BYU Football: Is a pass-heavy offense really BYU’s DNA?

TUCSON, AZ - SEPTEMBER 01: Quarterback Tanner Mangum #12 of the Brigham Young Cougars throws a pass during the college football game against the Arizona Wildcats at Arizona Stadium on September 1, 2018 in Tucson, Arizona. The Cougars defeated the Wildcats 28-23. (Photo by Christian Petersen/Getty Images)
TUCSON, AZ - SEPTEMBER 01: Quarterback Tanner Mangum #12 of the Brigham Young Cougars throws a pass during the college football game against the Arizona Wildcats at Arizona Stadium on September 1, 2018 in Tucson, Arizona. The Cougars defeated the Wildcats 28-23. (Photo by Christian Petersen/Getty Images)

BYU Football needs to honor the past with victories, and that doesn’t necessarily come by trying to emulate how they did it in previous years.

Last Friday, BYU legend Steve Young stated that throwing the ball is in BYU Football’s “DNA,” and that BYU should aspire to “fulfill the measure” of its DNA by becoming a premiere passing offense.

Young’s message resonated with those in the BYU fanbase that yearn for the days of old, when BYU and a handful of other programs spurned the wishbone and the option in favor of a pass-heavy offensive attack.

Recent Struggles

After a brutal 2017 season, it is hard to fault those who bemoan Tanner Mangum’s meager 2018 passing stats. In BYU’s heyday (1976 to 1991), it had six All-American quarterbacks, one Heisman Trophy winner, and three Davey O’Brien award winners (Ty Detmer was an All-American and two-time O’Brien winner).

When BYU’s quarterbacks were raking in accolades, the passing attack was a relative novelty in the college game.

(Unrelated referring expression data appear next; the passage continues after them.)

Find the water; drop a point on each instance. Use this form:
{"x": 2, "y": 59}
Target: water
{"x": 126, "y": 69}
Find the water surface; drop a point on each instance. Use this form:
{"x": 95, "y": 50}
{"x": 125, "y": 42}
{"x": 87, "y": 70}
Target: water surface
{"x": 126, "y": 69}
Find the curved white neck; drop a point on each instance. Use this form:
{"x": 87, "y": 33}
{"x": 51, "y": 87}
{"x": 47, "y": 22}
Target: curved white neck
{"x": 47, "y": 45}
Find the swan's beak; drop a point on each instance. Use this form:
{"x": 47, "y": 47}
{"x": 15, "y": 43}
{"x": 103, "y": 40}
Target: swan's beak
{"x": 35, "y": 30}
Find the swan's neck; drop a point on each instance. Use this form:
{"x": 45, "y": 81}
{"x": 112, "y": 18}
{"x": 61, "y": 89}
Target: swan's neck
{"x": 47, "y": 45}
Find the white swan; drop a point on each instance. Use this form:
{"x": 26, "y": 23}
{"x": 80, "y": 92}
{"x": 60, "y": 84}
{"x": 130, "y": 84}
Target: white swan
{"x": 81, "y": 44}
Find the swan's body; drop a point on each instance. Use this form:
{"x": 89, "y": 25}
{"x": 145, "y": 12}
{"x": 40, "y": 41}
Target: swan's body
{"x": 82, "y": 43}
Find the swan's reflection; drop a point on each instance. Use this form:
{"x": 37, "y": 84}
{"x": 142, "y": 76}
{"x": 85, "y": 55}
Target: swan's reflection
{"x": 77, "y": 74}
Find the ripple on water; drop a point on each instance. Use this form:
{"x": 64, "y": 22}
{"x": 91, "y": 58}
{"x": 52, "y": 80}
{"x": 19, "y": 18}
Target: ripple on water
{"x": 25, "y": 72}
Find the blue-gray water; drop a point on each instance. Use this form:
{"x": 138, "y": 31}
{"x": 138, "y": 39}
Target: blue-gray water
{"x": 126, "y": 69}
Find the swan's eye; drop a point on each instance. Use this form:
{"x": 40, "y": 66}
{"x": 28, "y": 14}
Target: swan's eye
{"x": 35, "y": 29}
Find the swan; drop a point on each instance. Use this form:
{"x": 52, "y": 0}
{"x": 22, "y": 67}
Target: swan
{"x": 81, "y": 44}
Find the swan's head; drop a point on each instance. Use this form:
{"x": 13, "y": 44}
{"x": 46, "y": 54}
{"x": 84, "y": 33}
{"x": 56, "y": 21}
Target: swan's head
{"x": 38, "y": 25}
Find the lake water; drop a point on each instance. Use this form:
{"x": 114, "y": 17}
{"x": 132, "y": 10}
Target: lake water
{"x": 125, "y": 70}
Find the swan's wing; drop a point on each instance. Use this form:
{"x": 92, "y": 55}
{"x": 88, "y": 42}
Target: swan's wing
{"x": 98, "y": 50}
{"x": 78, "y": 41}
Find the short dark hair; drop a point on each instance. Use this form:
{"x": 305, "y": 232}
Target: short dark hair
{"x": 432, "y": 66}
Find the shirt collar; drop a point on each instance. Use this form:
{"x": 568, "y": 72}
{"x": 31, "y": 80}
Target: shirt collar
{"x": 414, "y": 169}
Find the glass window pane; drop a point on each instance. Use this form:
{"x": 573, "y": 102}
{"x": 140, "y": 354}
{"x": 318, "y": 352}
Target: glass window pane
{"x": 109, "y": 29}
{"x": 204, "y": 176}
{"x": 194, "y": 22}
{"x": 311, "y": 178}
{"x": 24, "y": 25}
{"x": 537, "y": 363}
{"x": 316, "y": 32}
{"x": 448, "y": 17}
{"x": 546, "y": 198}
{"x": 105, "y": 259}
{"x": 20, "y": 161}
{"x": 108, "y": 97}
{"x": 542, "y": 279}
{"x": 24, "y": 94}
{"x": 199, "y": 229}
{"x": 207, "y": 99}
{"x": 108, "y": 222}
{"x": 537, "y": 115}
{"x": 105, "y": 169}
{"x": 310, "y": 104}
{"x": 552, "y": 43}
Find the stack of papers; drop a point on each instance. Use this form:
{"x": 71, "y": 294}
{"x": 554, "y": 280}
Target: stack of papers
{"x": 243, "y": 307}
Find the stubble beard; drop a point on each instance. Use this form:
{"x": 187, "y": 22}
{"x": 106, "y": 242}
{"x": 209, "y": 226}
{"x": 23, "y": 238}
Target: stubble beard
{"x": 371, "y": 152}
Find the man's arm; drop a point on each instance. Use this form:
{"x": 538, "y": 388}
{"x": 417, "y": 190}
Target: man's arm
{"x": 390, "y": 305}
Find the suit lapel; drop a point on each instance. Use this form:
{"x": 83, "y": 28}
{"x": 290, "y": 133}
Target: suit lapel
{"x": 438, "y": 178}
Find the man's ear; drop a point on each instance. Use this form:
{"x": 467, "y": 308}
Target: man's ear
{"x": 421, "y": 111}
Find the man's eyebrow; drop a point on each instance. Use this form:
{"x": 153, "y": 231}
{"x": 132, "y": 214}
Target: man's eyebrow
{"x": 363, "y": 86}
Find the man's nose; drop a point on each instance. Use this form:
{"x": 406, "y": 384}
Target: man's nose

BYU passed the ball because it didn’t have the athletes to beat national-level programs at their own ground-based game.

Through the 80s and 90s, high school programs incorporated the pass into their playbooks, resulting in more capable college quarterbacks and receivers who went on to play for college teams that recognized the value of a sound passing attack.

As passing plays found their way into college playbooks, awards and recognition for BYU quarterbacks slowed to a trickle, with only two All-American quarterbacks in the last 27 years. Perhaps this drop off is due to a lack of talent in the post-Detmer years.  It seems more likely that the level of quarterback play increased across the board, and pass defenses became more savvy as a result.

There is Still a Place for the Pass

Notwithstanding, no one disputes the importance of a sound passing attack in BYU’s current offense. BYU Offensive Coordinator Jeff Grimes admitted that he’s displeased with BYU’s passing woes. His frustration is reflected in the most recent shakeup of the wide receivers’ depth chart. Two exceptionally gifted athletes—Micah Simon and Akile Davis—are backing up less athletic receivers because Simon and Davis are struggling to catch passes thrown their way.

Since being hired, Grimes has preached a gospel of offensive balance in order to keep defenses on the ropes. So, the question isn’t whether BYU should pass the football, but the extent to which the passing attack is preeminent in Grimes’s offense.

Who’s your Daddy?

If we run with Young’s strained metaphor, each person inherits his or her parents’ DNA. In an all-male, asexual sport like college football, BYU’s offensive attack gets all of its genes from its daddy—Jeff Grimes. Like a new family moving into a rural Utah town, Grimes and his staff have invigorated BYU’s gene pool. In this way, Grime’s is staying true to BYU’s DNA because he’s its source.

Innovation Perpetuates LaVell’s Legacy

This is not to say that the past is irrelevant. When LaVell Edwards was promoted to BYU’s head coach from defensive coordinator in 1972, no one could have predicted the success that lay in store for BYU Football and “the forward pass” under his leadership.

Offensively, he was most familiar with the single wing offense, a run-based scheme. And yet, he and his assistants saw an opportunity by bucking convention and developing an offense that capitalized on BYU’s ability to recruit and develop large offensive linemen, pass-hungry quarterbacks (is there any other reason Jim McMahon came to BYU?), and smart, versatile (if not a half-step slow) receivers and backs.

In principle, isn’t this the same thing Kalani Sitake and Jeff Grimes are doing in 2018? In today’s game, there’s nothing novel about passing the football. Just as Edwards spurned the single wing for the air attack, BYU is again altering its offensive scheme to capitalize on the strengths of its talent pool.

If doing so means BYU Football has to break with one tradition (a pass-centric offense) to restore another (winning football games), then BYU is living up to its legacy, “genetic” or otherwise, by aspiring to victory and staying true to its innovative history.